Like it's like we have a really good, just open communication.
Yeah.
Yeah.
It's really, really cool.
So.
Oh, that's fun.
Yeah.
It's great.
It's great.
He actually, it's funny.
He's the one that came up with the.
title, The Hunting Lives.
Really?
Yeah, it was called The Hunting Party.
And then one day, back when I was on Twitter, you know,
it called Lucy Foley post an arc of the hunting party.
And I was like, oh, no, like, that's my great title that I have to.
So I was in a state of panic.
Yeah.
Yeah.
And I remember we were with our son and we were walking around a park one day and we're
just running through all the different, the hunting, blah, blah.
And he said, the hunting wife.
And at first I was like, ah, and then like five minutes later, I was like, actually, that's like genius.
Yes.
Yeah.
It's so memorable.
And it kind of says more about the book, actually, than just saying the hunting party.
Yeah, it does.
It does.
It really does.
It actually suits the book.
Yeah.
More.
Good for him.
I know.
I know.
I know a little secret marketing genius kind of.
Exactly.
Exactly.
And he could say that the one he helped type.
is going to be a TV show.
He's very proud of himself.
I'm sure he is.
For sure.
Well, my last question about it,
you do reference, like, different TV shows or movies.
I don't know if TV shows, but like movies as well in it.
And did that just kind of like come naturally to you as you were writing it just because
it was Hollywood adjacent or kind of like with the Virginia Wolf reference?
were you also trying to kind of mirror the story that you were writing?
I think a little bit of both, but I think definitely sort of more the latter.
Like I was trying to get those vibes.
Yeah.
So it was what were kind of conscious references.
Yeah.
Yeah.
And oh my God, I could talk to you all day.
Yeah.
I love books that include references like that.
So like sometimes people really use books.
sometimes we really use music and TV shows.
Remember, what was it?
It was Andy McHugh or Mandy McHugh with it takes monsters.
There were so many TV show and movie references.

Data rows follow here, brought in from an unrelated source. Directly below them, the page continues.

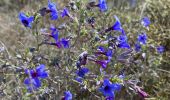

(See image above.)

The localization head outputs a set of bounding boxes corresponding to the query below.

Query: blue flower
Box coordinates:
[118,42,130,49]
[75,77,83,83]
[106,49,113,58]
[135,43,141,52]
[112,16,123,32]
[19,12,34,28]
[105,97,114,100]
[95,60,110,68]
[48,0,58,20]
[99,0,107,12]
[156,46,165,53]
[24,64,48,91]
[64,91,73,100]
[99,79,121,97]
[138,33,148,44]
[61,38,69,48]
[50,26,59,42]
[117,35,130,49]
[61,8,69,18]
[141,17,151,27]
[76,68,89,78]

I was having so much fun, like highlighting all of them.
I think it like makes it extra fun for people who like consume other media basically too.
Yeah, absolutely.
Oh my God.
I just adore her and I have that.
And it's on the top of my TV.
I cannot.
I know I'm going to freak out when I read it.
Oh, it's really good.
Oh, I can't.
I can't wait.
I can't cover?
Yes.
Everything.
I know.
She is so cool.
I've loved both of her books so much.
Yeah, I got to meet her in person at Thriller Fest last summer.
Nice.
Nice.
That's awesome.
Well, I've been asking everyone at the end.

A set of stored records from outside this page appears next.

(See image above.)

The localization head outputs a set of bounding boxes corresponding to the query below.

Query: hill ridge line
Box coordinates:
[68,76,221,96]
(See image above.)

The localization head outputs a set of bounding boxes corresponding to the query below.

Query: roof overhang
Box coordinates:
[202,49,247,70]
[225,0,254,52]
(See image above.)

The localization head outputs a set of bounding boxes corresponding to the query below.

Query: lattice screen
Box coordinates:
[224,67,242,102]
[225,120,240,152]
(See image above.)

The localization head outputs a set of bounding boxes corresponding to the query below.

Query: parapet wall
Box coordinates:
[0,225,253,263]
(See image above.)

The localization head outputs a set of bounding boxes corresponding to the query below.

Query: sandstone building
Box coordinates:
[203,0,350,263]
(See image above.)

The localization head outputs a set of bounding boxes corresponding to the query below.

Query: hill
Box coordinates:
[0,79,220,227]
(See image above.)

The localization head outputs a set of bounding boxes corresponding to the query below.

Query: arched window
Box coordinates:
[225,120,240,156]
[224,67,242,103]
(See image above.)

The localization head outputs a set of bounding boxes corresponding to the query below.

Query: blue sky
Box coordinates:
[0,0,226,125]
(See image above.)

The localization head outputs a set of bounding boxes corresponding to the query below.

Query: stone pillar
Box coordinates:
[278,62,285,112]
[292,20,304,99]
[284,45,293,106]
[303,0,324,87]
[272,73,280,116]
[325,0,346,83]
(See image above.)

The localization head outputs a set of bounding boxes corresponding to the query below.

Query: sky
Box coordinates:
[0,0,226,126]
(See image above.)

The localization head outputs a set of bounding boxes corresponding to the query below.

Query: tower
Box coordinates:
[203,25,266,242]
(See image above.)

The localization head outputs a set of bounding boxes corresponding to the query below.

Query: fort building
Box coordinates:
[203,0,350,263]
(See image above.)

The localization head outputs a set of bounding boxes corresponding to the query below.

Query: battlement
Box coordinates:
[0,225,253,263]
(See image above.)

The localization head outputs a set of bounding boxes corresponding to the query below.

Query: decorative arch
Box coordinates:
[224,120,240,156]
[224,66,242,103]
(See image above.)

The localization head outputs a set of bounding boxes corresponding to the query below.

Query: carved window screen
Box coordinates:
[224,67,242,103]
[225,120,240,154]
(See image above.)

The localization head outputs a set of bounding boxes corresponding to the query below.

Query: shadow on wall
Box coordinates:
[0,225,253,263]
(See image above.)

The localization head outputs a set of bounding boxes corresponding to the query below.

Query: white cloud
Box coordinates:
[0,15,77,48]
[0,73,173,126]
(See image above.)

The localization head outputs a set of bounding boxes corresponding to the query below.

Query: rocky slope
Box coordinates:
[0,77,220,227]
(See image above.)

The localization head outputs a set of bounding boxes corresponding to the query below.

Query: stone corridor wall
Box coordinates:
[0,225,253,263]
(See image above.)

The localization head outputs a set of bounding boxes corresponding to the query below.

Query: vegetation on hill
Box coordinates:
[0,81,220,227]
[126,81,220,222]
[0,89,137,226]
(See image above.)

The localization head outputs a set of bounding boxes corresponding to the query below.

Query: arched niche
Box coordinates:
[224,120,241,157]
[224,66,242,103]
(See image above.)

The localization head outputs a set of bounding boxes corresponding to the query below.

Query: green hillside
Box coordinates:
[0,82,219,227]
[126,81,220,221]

Have you read anything recently that you've loved?
Or if you've been too busy writing, you might not.
You know, I have to take this moment to plug my friend Lori Elizabeth Flynn's latest till death do us part.
Yeah.
Yeah.
This Napa Valley wine soaked thriller.
Yeah.
It's out August 13th.
And it's just so sumptuous.
And, you know, the prose is gorgeous.
And then layers of suspense.
I mean, I'm like, yeah.
I am super excited.
That one.
I kind of read, like, most.
mostly in order on my net galley shelf. And so I'm almost through my July book. So that one is coming
up really fast for me. Oh, you're going to love it. Oh, my God. You're going to love it.
And for such a tree. You're already through July. Yeah. You're putting me in the name. I'm so
behind. Well, I don't have as many things pulling me in directions as you do. So.
Well, but that's amazing. Oh, my God. Thanks for having me on. Yeah. Thank you so much. And we'll
definitely have to definitely have to do something when the show comes out too. I would love it.